Types of Learning
Summarized notes from Machine Learning by GT SL1-SL2
Terms
instance | set of inputs; vectors of attributes that define the input space |
concept | function that maps inputs to outputs; objects of the world and members of set |
target concept | the function we try to find in classification learning, i.e. the answer |
hypothesis class | the set of functions we consider in finding the target concept |
sample | training set: all inputs paired with the correct label |
candidate | concept that might be the target concept |
testing set | like training set (but cannot intersect); evaluates the candidate concept |
regression | estimating real-valued target function |
residual | error in \(\hat{f}(x) - f(x)\) in approximating the target function |
Kernel function | function of distance in used to determine the weight of each training example, i.e. \(K\) such that \(w_i = K(d(x_i, x_q))\) |
Supervised learning
- classification: mapping from input to \(x \in X\) where \(X\) is a discrete set of labels
- regression: mapping from inputs to continuous value outputs
Kinds of learners
- lazy learner - instance-based learning: store examples and postpone generalization until new instance must be classified (incl. knn, locally weighted regression)
- eager learner - learns generalization from examples immediately (opposite of lazy learner)
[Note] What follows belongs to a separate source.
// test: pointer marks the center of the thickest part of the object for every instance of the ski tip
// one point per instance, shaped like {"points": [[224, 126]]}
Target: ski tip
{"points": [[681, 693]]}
- weak learner - learner that performs better than random chance (error rate < 50%)
Bias
-
algorithms searching through space exhibit two forms of inductive bias:
- restriction bias: based on the hypothesis set (\(H\)) of interest
- preference bias: what hypotheses are preferred (\(h \in H\))
-
generally preference bias is more desirable than restriction bias because learner can work with complete hypothesis space containing the target concept whereas restriction bias can cause the target concept to be excluded from the search space
- algorithms may be purely one or the other, or exhibit combination of biases
Overfitting
Definition. Given a hypothesis space \(H\), a hypothesis \(h \in H\) is said to overfit the training data if there exists some alternative hypothesis \(h^{'} \in H\), such that \(h\) has smaller error than \(h^{'}\) over the training examples, but \(h^{'}\) has a smaller error than \(h\) over the entire distribution of instances.
Curse of dimensionality
Bellman's curse 🧟
As the number of features or dimensions grows, the amount of data we need to generalize accurately grows exponentially \(O(2^d)\).